Our libertarian Catholic friend Kathy Shaidle alerts us to Hitler Watch, a new web page launched by the History News Network. The nonpartisan Hitler Watch tracks the metaphoric uses to which the name of the Fuehrer has been put by politicians and pundits of late.
And guess–just guess!–who wins the “just like Hitler” bakeoff hands down! Yes, out of 17 recent Hitler similes posted on Hitler Watch to date, some 11 involve people who insist that U.S. President George W. Bush is just like the little man with the mustache who overran Europe and murdered 6 million Jews. Or if not Hitler himself, like the Nazis who crawled in his wake.
The Hitler similists include: Al Gore, who, according to Charles Krauthammer, “publicly spoke of the administration establishing a ‘Bush Gulag’ around the world and using ‘digital Brown Shirts’ to intimidate the media”; George Soros, who denied to CNN comparing Bush to Hitler, but says that living under the Bush administration reminds him of his days spent living under the Hitler administration; and Julian Bond, who, according to Bloomberg News, said in a June 2 speech to the NAACP that Republicans’ “idea of equal rights is the American flag and the Confederate swastika flying side by side.”
And of course there’s the inimitable Bush-bashing MoveOn.org, whose founders finally apologized for posting Bush-is-Hitler ads on its website. Nonetheless, as Hitler Watch quotes from a transcript obtained by Matt Drudge of a recent Move On banquet, the organization’s members still delight in painting the president as, if not Hitler, as a Hitler wannabe. The Move Onners applauded uproariously at these remarks from comedienne Margaret Cho:
“Despite all of this stupid bullsh– that the Republican National Committee, or whatever the f— they call them, that they were saying that they’re all angry about how two of these ads were comparing Bush to Hitler? I mean, out of thousands of submissions, they find two. They’re like fu–ing looking for Hitler in a hawstack. You now? I mean, George Bush is not Hitler. He would be if he fu–ing applied himself.” (big, extended applause) “I mean he just isn’t.”
Sure, right-wingers do a bit of their own Hitlerizing, as Hitler Watch points out, such as Rush Limbaugh’s sobriquet “femi-Nazis” for the radical wing of the women’s movement. And a New York Post column called Howard Dean “Herr Howard.” But those incidents pale in comparison to this most recent post on Hitler Watch in which Robert F. Kennedy Jr. defends to Fox News’s Sean Hannity last week his likening of Bush’s and Hitler’s administrations in his new anti-Bush book Crimes Against Nature: “[F]ascism is the control of government by business.” Here’s an excerpt from Hitler Watch’s transcript of the Hannity-Kennedy interview:
“HANNITY: You said, ‘these elected governments use the provocation of terrorist attacks, continued wars’ — you’re talking about Nazism and fascism on page 193, OK?

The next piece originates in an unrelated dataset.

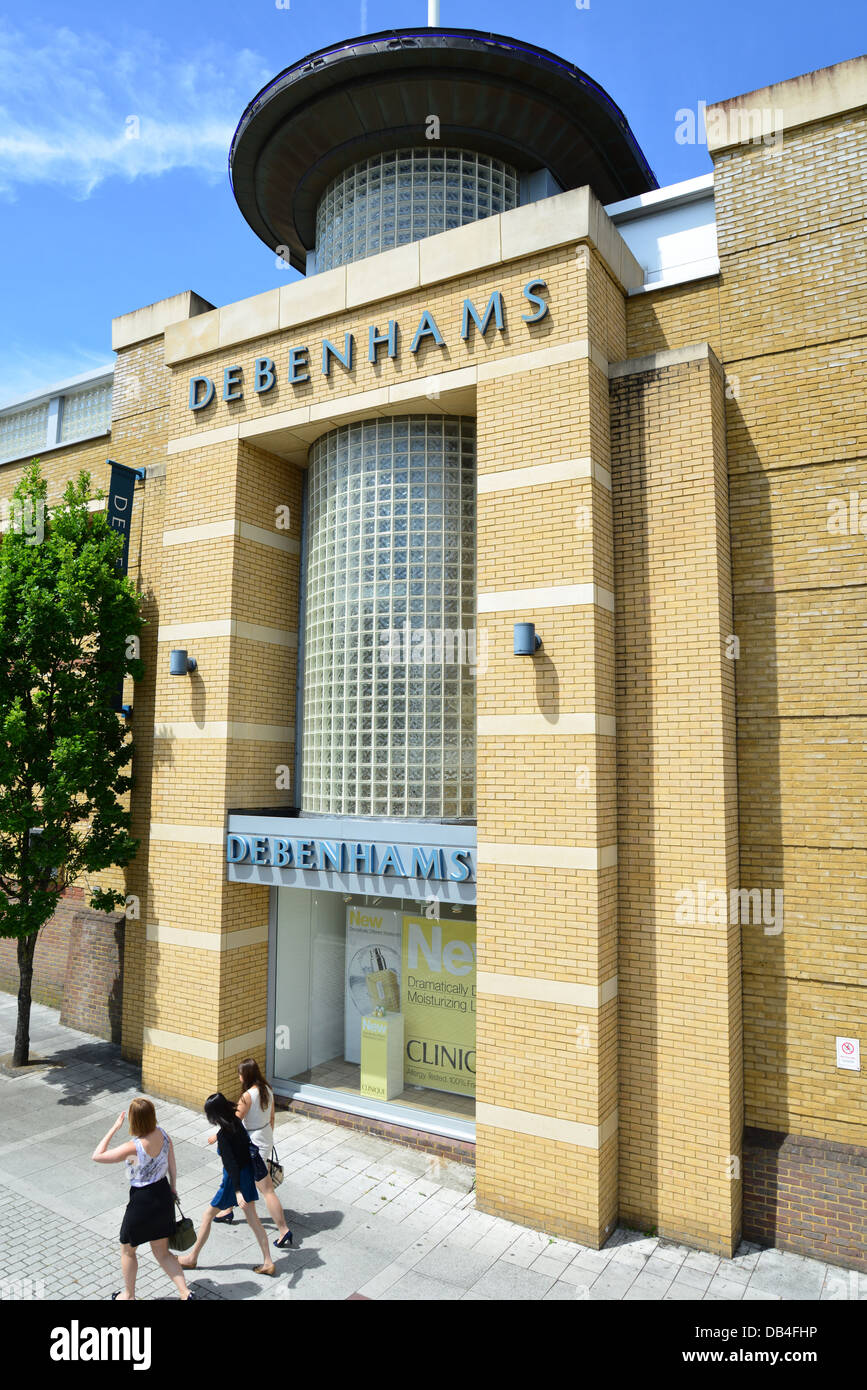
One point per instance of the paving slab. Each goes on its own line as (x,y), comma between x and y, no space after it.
(427,1240)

“KENNEDY: No, no, no now you’re…
“HANNITY: Wait a minute, right here I have it in the book, 193 and 194, and you talk about Spain, Germany and Italy reacting to the economic crises.
“KENNEDY: Sure.
“HANNITY: And then you say the following: ‘These governments use provocation of terrorist attacks, continual wars, invocations of patriotism and homeland security to privatize the commons, tame the press, muzzle criticism by opponents, turn the government over to corporate control.
“‘”It’s always a simple matter to drag people along,” noted Hitler’s sidekick Herman Goering, whether it’s a democracy or a fascist dictatorship or a parliament or a communist dictatorship. Voice or no voice, the people can always be brought to the bidding of the leaders. That is easy. All you have to do is tell them that they are being attacked, denounce the peacemakers for lack of patriotism, and expose the country to danger — and exposing the country to danger. And it works the same in any country,’ is what you say.
“Then you go on to say — you’re talking about fascism and Nazism — and the next line in this book of yours says, the White House has clearly grasped this lesson. That is disgraceful to make that comparison.
“KENNEDY: Well, you know, Sean in this — you know, look at the comparisons. Look at our — what is — look at the terror alert, for example, that we — that was…
“HANNITY: Nazism and fascism? That we’re using the tactics of fascists and Nazists? That’s what you’re saying about your president? You can’t disagree without being that obnoxious?
“KENNEDY: We can disagree with each other, Sean, and that’s something that we ought to be able to do without calling each other names.
“HANNITY: You’re the one calling them fascists and Nazis, comparing them to fascists and Nazis.
“KENNEDY: Well, I never called the president a fascist or a Nazi.
“HANNITY: You found a nice round-about way to compare his tactics to the fascists and the Nazis.”